Menguak Misteri Terbaliknya Gunung Es
Fenomena terbaliknya gunung es, atau sering disebut ‘calving’, bukanlah hal yang sepenuhnya baru. Namun, skala dan dampak gelombang yang dihasilkan kali ini cukup mencuri perhatian. Gunung es terbentuk dari potongan besar gletser yang patah dan mengapung di laut. Ketika bagian bawah gunung es yang terendam air mulai mencair lebih cepat daripada bagian atasnya, atau ketika terjadi pergeseran gravitasi karena struktur es yang tidak stabil, titik keseimbangan bisa berubah drastis.
Para ilmuwan menjelaskan bahwa es yang terlihat di atas permukaan air hanyalah puncak dari gunung es yang sebenarnya, sekitar 10-15% dari total massanya. Mayoritas massa es tersembunyi di bawah permukaan laut. Ketika terjadi ketidakseimbangan, seluruh struktur raksasa ini bisa berputar, mengungkap bagian es yang sebelumnya tersembunyi di bawah air. Proses ini seringkali disertai suara gemuruh yang dahsyat dan, seperti yang terlihat di Ilulissat, gelombang besar akibat perpindahan air yang masif.
Dampak Gelombang dan Potensi Bahaya
Meskipun kejadian di Ilulissat tidak menimbulkan kerusakan, gelombang yang dihasilkan oleh peristiwa semacam ini memiliki potensi bahaya yang signifikan. Dalam kasus ekstrem, gelombang yang dihasilkan oleh gunung es yang terbalik bisa menyerupai tsunami lokal. Nelayan, kapal, atau permukiman pesisir yang berada terlalu dekat dengan lokasi kejadian bisa menghadapi risiko serius.

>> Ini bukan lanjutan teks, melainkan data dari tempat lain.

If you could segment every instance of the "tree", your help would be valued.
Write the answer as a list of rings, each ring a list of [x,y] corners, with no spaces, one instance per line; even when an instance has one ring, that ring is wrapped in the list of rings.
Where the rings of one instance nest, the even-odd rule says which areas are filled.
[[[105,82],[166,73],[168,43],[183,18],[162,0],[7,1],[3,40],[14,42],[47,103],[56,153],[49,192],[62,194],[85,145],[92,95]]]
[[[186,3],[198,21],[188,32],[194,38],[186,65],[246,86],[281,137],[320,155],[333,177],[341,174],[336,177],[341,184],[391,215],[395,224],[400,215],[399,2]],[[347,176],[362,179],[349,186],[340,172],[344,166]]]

Beruntungnya, Ilulissat memiliki persiapan dan kesadaran akan fenomena alam ini, dan respons cepat dalam menyebarkan informasi membantu menghindari dampak negatif yang lebih besar.
- Gelombang perpindahan air yang besar dapat menyapu perahu dan infrastruktur pesisir.
- Perubahan mendadak dalam suhu air laut lokal bisa mempengaruhi ekosistem.
- Puing-puing es yang beterbangan saat terbalik dapat menjadi proyektil berbahaya.
- Suara dan getaran yang dihasilkan bisa mengganggu satwa liar di sekitar.
Greenland di Tengah Perubahan Iklim Global
Peristiwa ini tidak dapat dilepaskan dari konteks yang lebih luas mengenai kondisi Greenland dan perubahan iklim global. Greenland adalah rumah bagi salah satu dari dua lapisan es terbesar di dunia, dan telah mengalami pencairan es yang signifikan dalam beberapa dekade terakhir. Peningkatan suhu global mempercepat proses pencairan gletser, yang pada gilirannya dapat meningkatkan frekuensi dan skala peristiwa calving gunung es.
Meskipun terbaliknya gunung es adalah proses alami, intensitas dan frekuensinya dapat menjadi indikator kesehatan lapisan es Greenland. Para peneliti terus memantau gletser-gletser di Greenland untuk memahami laju pencairan dan dampaknya terhadap kenaikan permukaan laut global. Data dari NASA, misalnya, secara konsisten menunjukkan percepatan kehilangan es di wilayah tersebut.
Kejadian di Ilulissat ini menjadi pengingat visual yang kuat tentang dinamika alam Arktik yang perkasa dan rapuh. Ini juga menyoroti bagaimana perubahan iklim dapat secara halus atau dramatis mengubah lanskap planet kita, memunculkan fenomena yang tidak hanya indah untuk disaksikan, tetapi juga perlu untuk dipahami dan diwaspadai.